XIX -  Cattleya forbesii  Lindley -  FAMMEA

Referência

FLAMMEA

 FCO (2006)

 Não considera.

 Cattleya forbesii em  Santa Catarina (2013)

 Pétalas com colorido levemente flameado.

 

Referências Bibliograficas.

 

BARBOSA RODRIGUES, J. Iconographie des orchidees du Bresil. Base Switzerland: Reinhardt Druc, 1992 2v.

BRAEM, G. The Brasilian Bifoliate Cattleyas. Undated-Germany.

DRESSLER, R. L. Philogeny and classification of the Orchid family. Portland, USA: Dioscorides Press, 1993, 314p.

F.C.O. Regimento Interno. 2004-2006. 101 p.

HOEHNE, F. C. Iconografia de orchidaceas do Brasil. São Paulo (Estado). Secretaria da Agricultura, 1949. 601 p.

MEDEIROS, A. et. al. Cattleya forbesii em Santa Catarina. Santa Catarina. 2013.

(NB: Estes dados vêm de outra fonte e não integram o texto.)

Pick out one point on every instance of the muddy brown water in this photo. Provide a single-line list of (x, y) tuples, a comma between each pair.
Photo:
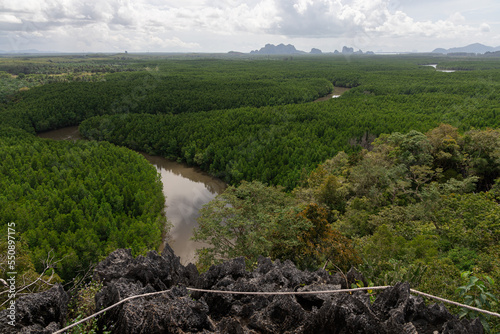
[(186, 190), (337, 92)]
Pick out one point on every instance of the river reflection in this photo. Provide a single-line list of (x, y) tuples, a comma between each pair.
[(186, 190)]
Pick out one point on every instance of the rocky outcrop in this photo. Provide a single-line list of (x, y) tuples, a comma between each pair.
[(43, 312), (180, 311)]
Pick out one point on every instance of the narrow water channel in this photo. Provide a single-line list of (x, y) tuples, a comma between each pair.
[(186, 190)]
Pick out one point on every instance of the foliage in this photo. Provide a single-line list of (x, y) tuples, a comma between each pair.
[(253, 220), (83, 305), (476, 293)]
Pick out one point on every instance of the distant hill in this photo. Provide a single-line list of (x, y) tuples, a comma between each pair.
[(282, 49), (472, 48)]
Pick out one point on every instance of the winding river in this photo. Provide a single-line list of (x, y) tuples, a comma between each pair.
[(186, 190)]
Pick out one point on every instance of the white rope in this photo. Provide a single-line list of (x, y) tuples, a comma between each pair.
[(455, 303), (274, 293)]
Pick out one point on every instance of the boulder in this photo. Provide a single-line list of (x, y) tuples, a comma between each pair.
[(43, 312)]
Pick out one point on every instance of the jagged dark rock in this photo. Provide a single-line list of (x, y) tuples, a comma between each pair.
[(394, 311), (42, 312), (179, 311)]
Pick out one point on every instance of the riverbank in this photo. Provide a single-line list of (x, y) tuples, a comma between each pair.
[(186, 190)]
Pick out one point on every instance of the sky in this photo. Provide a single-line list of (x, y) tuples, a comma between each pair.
[(236, 25)]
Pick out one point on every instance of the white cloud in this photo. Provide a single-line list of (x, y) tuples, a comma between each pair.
[(194, 24), (485, 27)]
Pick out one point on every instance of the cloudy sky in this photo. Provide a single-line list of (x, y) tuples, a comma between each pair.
[(225, 25)]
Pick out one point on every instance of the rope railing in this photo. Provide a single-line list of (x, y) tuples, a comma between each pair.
[(268, 293)]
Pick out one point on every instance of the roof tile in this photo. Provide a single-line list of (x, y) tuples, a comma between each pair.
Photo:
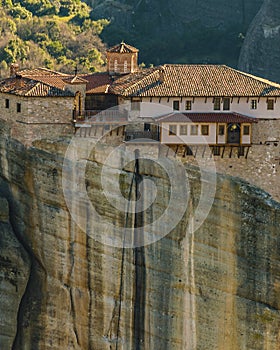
[(194, 81)]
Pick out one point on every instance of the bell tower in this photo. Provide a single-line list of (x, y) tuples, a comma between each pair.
[(122, 59)]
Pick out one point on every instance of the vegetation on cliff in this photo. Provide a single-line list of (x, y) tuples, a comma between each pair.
[(57, 34)]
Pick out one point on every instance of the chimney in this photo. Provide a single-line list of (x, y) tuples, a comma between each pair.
[(19, 81), (14, 67), (161, 75)]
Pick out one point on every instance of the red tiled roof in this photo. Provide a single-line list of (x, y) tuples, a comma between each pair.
[(28, 87), (50, 77), (123, 48), (193, 81), (98, 83), (205, 117)]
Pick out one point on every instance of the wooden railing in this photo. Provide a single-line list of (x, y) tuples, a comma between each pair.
[(133, 135)]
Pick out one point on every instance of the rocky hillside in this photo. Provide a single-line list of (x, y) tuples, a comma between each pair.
[(261, 50), (63, 289), (185, 31), (55, 34)]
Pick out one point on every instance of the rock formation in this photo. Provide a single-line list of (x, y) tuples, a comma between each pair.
[(261, 49), (185, 31), (217, 288)]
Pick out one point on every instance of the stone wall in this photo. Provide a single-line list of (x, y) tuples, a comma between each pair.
[(37, 109)]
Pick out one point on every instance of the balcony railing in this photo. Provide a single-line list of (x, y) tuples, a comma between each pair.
[(109, 116), (133, 135)]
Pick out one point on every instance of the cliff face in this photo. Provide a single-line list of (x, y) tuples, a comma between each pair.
[(185, 31), (261, 49), (217, 288)]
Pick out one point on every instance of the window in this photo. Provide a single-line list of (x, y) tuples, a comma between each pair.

F.C.O. Regimento interno. 2006. 101 p.

RIBAS, A. de Lara. Orquídeas Catarinenses. Florianópolis - SC. 1986.

PABST, G. F. J. DUNGS, F. Orchidaceae Brasilienses. Hildesheim, Germany: Brucke-Verlag K. Schmersow, 1977. 2v.

WITHNER, C. L. The Cattleyas and their Relatives. Vol 2. The Laelias. Timber Press, Portland, Oregon, USA, 1990. 154 p.